Warner, $6.50, ISBN 0-446-61110-7
Historical Romance, 2002
To say that Claire Delacroix has outdone herself with The Rogue isn’t that far-fetched of an idea. I know, I have ripped her apart in the past for her childish and linear plotting, but this one actually turns into a taut and gripping story towards its later half.
That’s not to say that it’s without faults. The most obvious is the language. Told in first person by the 14th century lass Ysabella of Ravensmuir, words like “monogamy” crop up in her narration. Out of curiosity, I look up the Merriam-Webster dictionary and guess what? The word “monogamy” is used only from the 16th century onward. When a book has a history dunce like me scratching my head and doing some looking up of my own to check its veracity, I can only imagine what a stricter history buff will do to this book. And shudder.
Also, the hero’s name is Merlyn and he is a laird of Ravensmuir. I immediately thought this book is set in Scotland… but wait, isn’t Merlyn a Welsh name? Then a character named Rhys crop out, and I have to do an online search for “laird in Wales”. Two hours later, I still can’t find out if they have lairds in Wales. I’ll leave that one to the experts.

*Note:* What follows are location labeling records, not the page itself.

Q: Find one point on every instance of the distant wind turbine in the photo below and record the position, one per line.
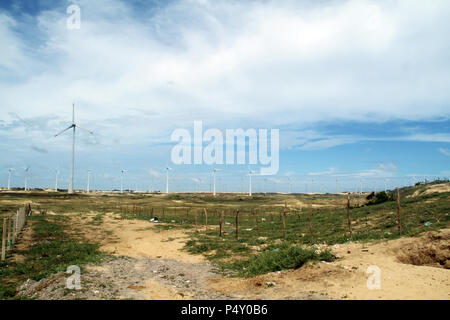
(56, 181)
(10, 170)
(214, 180)
(167, 177)
(89, 177)
(121, 179)
(72, 164)
(26, 178)
(250, 173)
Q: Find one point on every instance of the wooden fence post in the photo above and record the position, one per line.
(257, 222)
(348, 216)
(9, 233)
(196, 228)
(399, 214)
(237, 224)
(310, 224)
(284, 220)
(4, 240)
(220, 223)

Then a visit to the author’s website shows that she has indeed set her story in Scotland. Merlyn and Ritz Fitzwilliams – Scottish names? Oh, okay.

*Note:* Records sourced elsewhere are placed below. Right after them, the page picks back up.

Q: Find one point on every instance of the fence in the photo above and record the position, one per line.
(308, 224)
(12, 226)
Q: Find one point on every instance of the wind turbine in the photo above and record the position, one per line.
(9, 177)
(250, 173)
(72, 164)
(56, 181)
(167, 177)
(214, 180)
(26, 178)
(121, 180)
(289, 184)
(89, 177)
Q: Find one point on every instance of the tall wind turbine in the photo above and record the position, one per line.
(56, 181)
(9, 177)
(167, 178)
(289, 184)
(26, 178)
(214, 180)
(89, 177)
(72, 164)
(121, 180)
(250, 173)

It’s not as bewildering as our hero harvesting fruits in winter or something equally bizarre that has cropped up in the author’s previous books, but these things can be distracting, you know.

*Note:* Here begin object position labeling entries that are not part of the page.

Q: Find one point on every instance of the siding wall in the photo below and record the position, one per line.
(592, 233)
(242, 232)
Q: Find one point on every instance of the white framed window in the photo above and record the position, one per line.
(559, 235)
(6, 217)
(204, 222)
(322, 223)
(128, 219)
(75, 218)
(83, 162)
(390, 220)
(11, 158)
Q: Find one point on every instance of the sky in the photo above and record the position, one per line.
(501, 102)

I also don’t understand the heroine, to be honest. When the story begins, she is living a horrible, poverty-ridden life of hardship because everyone believes her to be a witch. But she likes this better than going back to her “legal spouse” (by the way, “legal” is a 16th century word – oh goodness, I’m turning into an etymology freak) because Merlyn creates or forages old cruddy relics and sell them off to the gullible as religious artifacts. To her, this is a fate that will doom her to hell, the religious type that she is.
But Merlyn soon comes back into her life, and he wants her help. She immediately gets the hots for him. Ms Delacroix doesn’t do a good job here – Ysabella – by the way, I thought Welsh folks, not Scots, use the Y thing in their names? – falls back right into his arms, and I don’t see why. If she can live a life of hardship and all for the sake of her soul, she’d better not fall back onto his meat stick and risk hell and damnation again barely minutes after she sees him again. But she does. Oops.
And Merlyn sets in motion a really, stupid, convoluted plot just to get her to sleep with him again, all the while he is ranting and ordering her about like an idiot. What happened to niceties? Gallantry? And Ysabella, the “Scots” gal who is spunky and intelligent (or so the author tells me without any hint of irony in her afterword), melts and swoons at his manly taking her for granted.
Okay, so the romance is a complete flop where I am concerned, but on her own and when she’s not being pushed around by her Scots-guy-who-isn’t, Ysabella actually exhibits some dry wit and some decent (not excellent, but decent) measure of brainpower. The story also becomes tighter and more readable towards the late half in a decent Gothic-like mystery. Although I must also point out that the author has an irritating tendency to have her characters delaying communication or withholding secrets just for the sake of contrived delay tactics.
So in a way, this is one book that gets better as I keep reading, so that’s a good thing. On the other hand, the author’s trademark nilly-willy nonexistent historical accuracy (it’s not even wallpaper or even revisionist history, it’s WTF history we’re talking about) and cardboard villains are still prevalent. Still, the rather two-dimensional heroine that pretty much comes alive to me and the tightly-paced plot – even if it is implausible at times – keeps me reading. I enjoyed this book more than anything else from this author in the past. That’s a good thing, right?